For most of my 48 years I have ignored the communications generated by my belly pains, tears, goosebumps, hangovers and tiredness…forging ahead with an abundance of ice cream, margaritas and pasta! It seems that after 10 years of regular yoga and meditation practice, I have been regularly receiving communication from the wisdom placed in my physical body. What a revelation that my spirit isnt to be revered above my mind and body. What a confirmation from my main man, JC, that He is the Truth– Divinity and Humanity co-existing in one being. Herein, lies one of the many similarities between yogic philosophy and Jesus’s teachings, but somehow history has separated the two. And not just separated but much of traditional, fundamental Christianity will point to yoga’s roots in Hinduism as satanic. It is one of my missions in life to work so that people who are intimidated by trying yoga at a local studio can experience embodying the Divine alive inside each and every one of us. The obvious space is in the local churches!!
I am journeying toward equanimity and respect for each.
I love my body and I love my spirit but there remains judgment about the mind. For many of my students, it seems that most of their criticism is toward their body. As I get older, my mind is challenging me with memory issues and focus. However, I initially pursued a meditation practice to aid in this holistically nearly three years ago and that step was the first in me finding my true calling: teaching yoga and meditation to the incarcerated and now other underserved populations.
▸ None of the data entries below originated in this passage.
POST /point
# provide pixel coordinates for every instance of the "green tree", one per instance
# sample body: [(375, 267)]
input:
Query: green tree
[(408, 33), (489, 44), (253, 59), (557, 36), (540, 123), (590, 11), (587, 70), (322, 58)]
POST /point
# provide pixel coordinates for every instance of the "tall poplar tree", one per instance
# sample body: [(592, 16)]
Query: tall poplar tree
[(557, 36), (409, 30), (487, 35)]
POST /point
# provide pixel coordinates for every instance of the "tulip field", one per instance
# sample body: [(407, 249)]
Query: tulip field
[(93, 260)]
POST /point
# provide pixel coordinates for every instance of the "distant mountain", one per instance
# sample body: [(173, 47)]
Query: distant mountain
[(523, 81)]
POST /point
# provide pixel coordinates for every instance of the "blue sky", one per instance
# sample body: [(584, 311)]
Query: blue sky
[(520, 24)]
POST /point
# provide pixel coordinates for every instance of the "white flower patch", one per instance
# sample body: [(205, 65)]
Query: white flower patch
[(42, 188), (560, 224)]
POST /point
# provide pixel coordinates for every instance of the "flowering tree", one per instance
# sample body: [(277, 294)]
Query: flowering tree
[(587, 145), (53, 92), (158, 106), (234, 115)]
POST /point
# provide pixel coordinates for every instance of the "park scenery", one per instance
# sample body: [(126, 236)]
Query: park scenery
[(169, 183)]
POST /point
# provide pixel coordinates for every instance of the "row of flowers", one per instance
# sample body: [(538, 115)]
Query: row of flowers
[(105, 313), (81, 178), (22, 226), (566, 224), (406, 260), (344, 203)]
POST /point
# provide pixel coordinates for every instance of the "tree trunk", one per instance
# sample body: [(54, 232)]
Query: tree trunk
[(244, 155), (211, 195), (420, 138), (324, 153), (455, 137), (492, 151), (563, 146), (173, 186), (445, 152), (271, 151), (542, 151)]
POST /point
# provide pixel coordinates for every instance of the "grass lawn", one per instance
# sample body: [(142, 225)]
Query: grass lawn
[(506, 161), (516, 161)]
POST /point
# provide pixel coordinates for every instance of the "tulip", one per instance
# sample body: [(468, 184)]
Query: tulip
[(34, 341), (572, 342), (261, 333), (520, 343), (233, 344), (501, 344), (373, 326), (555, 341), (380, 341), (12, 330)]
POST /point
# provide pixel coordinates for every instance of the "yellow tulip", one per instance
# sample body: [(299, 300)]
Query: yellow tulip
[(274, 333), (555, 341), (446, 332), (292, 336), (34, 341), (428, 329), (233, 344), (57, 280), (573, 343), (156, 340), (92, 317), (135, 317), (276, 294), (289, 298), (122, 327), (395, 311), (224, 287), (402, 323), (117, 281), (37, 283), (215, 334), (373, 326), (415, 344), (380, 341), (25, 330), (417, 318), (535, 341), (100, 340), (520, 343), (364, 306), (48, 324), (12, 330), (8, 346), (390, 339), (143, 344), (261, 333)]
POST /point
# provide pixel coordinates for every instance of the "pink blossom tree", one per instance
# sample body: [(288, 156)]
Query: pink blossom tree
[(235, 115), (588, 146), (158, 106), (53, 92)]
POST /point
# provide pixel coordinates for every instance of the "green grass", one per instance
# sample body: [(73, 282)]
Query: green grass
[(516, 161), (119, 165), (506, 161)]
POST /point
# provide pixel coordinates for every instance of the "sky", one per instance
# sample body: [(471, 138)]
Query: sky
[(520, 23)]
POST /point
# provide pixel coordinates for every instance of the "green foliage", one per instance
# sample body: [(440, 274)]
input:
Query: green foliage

Alan Watts says that ‘the loss of paradoxical thinking is the great blindness of our civilization’ and Father Richard Rohr goes on to say “which is what many of us believe happened when we repressed the feminine side of our lives as the inferior side. It was a loss of subtlety, discrimination, and capacity for complementarity.” Each of us houses masculine and feminine energies. May the gentle, compassionate and interconnected in each of us arise and flourish.